Hive back up and running fine. I'll try to write a summary of what happened in https://phabricator.wikimedia.org/T179943 for everybody interested. The regular Hadoop jobs were completely stopped so there was no issue with data loss/inconsistency, only a temporary unavailability of Hive.

Thanks for the patience!

Luca

2017-12-07 12:36 GMT+01:00 Luca Toscano <ltoscano@wikimedia.org>:
Hi everybody,

we are experiencing some issues with the Hive daemon, so currently Hive queries are not available. I am going to update this thread as soon as the issue is over.

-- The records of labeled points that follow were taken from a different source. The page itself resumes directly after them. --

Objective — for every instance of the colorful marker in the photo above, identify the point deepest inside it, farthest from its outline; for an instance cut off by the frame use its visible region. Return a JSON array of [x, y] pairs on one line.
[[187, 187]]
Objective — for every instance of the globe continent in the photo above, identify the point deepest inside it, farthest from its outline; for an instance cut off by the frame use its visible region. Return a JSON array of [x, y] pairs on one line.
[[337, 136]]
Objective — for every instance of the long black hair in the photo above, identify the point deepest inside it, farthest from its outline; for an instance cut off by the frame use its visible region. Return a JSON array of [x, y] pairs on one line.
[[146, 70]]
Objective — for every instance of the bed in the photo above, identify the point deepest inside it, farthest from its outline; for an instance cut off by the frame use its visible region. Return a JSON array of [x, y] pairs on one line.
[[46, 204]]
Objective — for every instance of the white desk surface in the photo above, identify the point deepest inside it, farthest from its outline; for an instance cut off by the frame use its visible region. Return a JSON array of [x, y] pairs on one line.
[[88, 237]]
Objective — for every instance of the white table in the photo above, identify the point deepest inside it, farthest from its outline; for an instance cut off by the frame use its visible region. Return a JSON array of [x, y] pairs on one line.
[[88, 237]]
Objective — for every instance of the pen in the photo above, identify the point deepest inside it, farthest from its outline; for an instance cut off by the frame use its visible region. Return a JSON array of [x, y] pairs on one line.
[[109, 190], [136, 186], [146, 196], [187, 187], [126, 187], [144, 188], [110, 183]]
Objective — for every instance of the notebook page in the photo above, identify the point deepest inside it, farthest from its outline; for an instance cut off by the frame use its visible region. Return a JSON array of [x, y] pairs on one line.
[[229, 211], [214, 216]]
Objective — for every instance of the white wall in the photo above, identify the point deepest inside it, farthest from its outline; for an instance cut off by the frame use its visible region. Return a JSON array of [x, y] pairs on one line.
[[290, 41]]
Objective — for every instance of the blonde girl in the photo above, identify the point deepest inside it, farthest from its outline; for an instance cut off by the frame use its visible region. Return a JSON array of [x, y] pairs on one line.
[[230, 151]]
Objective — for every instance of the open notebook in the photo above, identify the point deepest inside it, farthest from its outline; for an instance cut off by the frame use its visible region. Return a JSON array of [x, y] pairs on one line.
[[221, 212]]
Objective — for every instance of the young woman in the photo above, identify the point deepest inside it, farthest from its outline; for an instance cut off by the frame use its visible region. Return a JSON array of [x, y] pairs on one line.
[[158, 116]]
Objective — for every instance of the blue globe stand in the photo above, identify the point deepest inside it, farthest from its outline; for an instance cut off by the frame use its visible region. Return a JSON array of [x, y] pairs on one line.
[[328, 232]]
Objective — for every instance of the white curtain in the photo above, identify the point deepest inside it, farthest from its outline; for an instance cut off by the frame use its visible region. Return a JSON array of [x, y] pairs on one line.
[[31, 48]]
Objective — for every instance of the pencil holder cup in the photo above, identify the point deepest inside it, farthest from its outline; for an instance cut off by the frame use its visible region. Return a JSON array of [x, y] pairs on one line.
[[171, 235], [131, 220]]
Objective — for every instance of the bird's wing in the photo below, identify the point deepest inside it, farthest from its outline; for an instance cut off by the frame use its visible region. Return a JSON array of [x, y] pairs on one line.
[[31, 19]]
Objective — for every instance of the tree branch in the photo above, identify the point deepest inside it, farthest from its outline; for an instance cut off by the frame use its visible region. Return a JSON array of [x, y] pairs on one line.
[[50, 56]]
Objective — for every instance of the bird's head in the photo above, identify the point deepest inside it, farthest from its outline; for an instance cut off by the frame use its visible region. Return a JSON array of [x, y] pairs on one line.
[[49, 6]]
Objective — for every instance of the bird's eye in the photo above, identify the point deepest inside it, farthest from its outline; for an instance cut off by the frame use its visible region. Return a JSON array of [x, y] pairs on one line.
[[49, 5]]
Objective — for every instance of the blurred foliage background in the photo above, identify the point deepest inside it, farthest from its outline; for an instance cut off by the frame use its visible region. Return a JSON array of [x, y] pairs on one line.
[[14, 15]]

For more info, please contact me (elukey) on IRC (#wikimedia-analytics).

Sorry for the trouble!

Luca 

2017-12-06 19:47 GMT+01:00 Luca Toscano <ltoscano@wikimedia.org>:
Hi everybody,

we'd need to reboot the analytics1003 host for Linux kernel and openjdk updates tomorrow Dec 07 at 10 AM CET. Hive and Oozie will stop for a (hopefully) brief amount of time, but since they'll need to stop before the reboot it might happen that in flight jobs/queries fail. We'll try to avoid the reboot if too many jobs are running, but at some point we'll need to pull the trigger.

Please let me know on IRC (#wikimedia-analytics, elukey) or via email if you have any issue with this maintenance.

Thanks and sorry for the trouble!

Luca (on behalf of the Analytics team)